Na parashá desta semana, o rei moabita Balak (que dá nome à parashá), temeroso pela chegada dos hebreus, contrata um feiticeiro, Bilam, para amaldiçoá-los. Nada muito diferente do conflito estabelecido no primeiro encontro entre o faraó e Moshé, em que os mágicos egípcios foram chamados para confrontar os sinais do poder de Deus exibidos por Moshé (Ex. 7:8-13). O surpreendente, neste caso, é que Bilam – um feiticeiro pagão – chama Deus pelo Seu nome impronunciável (aquele que, quando encontramos na Torá ou no sidur, lemos como “haShem” ou como “Adonai”). Mais que isso, o feiticeiro parece realmente conseguir acessar o Divino, pois se estabelece um diálogo entre Bilam e Deus.

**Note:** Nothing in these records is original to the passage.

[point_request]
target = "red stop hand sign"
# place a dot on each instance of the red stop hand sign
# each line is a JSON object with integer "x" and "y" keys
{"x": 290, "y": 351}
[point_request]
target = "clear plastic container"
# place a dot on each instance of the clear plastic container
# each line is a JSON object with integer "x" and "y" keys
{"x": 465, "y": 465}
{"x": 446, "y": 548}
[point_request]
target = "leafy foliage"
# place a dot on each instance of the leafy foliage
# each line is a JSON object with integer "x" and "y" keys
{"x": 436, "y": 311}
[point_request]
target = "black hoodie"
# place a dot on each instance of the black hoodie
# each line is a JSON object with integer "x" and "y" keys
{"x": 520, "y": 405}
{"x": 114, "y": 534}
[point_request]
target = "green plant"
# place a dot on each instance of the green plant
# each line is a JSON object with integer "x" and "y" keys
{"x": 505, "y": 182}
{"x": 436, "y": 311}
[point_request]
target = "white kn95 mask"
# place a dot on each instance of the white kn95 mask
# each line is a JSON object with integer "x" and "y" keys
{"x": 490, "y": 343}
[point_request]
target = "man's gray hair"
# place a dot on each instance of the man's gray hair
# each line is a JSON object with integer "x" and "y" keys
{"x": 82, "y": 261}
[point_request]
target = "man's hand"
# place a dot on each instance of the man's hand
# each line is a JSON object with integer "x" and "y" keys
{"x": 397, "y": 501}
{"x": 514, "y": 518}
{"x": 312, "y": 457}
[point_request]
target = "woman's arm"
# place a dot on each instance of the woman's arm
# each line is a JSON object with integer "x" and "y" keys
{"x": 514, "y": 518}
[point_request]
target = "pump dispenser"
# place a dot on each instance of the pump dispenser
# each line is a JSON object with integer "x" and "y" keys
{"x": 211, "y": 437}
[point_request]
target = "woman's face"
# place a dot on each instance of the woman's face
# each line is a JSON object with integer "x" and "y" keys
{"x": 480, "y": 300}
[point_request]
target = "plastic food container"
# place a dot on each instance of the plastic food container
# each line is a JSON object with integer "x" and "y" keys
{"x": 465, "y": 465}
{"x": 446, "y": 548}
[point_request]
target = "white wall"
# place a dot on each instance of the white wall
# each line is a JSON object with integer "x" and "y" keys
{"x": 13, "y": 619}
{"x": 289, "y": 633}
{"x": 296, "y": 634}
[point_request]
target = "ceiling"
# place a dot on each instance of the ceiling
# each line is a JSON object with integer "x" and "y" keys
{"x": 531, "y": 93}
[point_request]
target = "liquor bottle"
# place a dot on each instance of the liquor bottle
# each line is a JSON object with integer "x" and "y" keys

Os comentaristas clássicos ficaram muito incomodados com isso… Segundo Rashi (França, sec. XI), Deus só apareceu a Bilam para enganá-lo; segundo Ibn Ezra (Espanha, sec. XII), a aparição Divina foi por respeito ao povo de Israel. Os sábios do Talmud foram ainda mais críticos em seus comentários sobre Bilam, assegurando que ele não teve um lugar no mundo-vindouro (Bavli Sanhedrin 105a-b).
Quando chegou a hora de Bilam amaldiçoar os Filhos de Israel, Deus colocou as palavras na sua boca, que acabaram sendo bênçãos sobre os israelitas. Uma frase destas bençãos, “Ma tovu ohalêcha, Iaacov, mishkenotêcha, Israel”, “como são boas as tuas tendas, Iaacov, e as tuas moradas, Israel”, se tornou parte da reza que dizemos ao ver ou ao entrar em uma sinagoga e com a qual começamos os serviços religiosos na CIP.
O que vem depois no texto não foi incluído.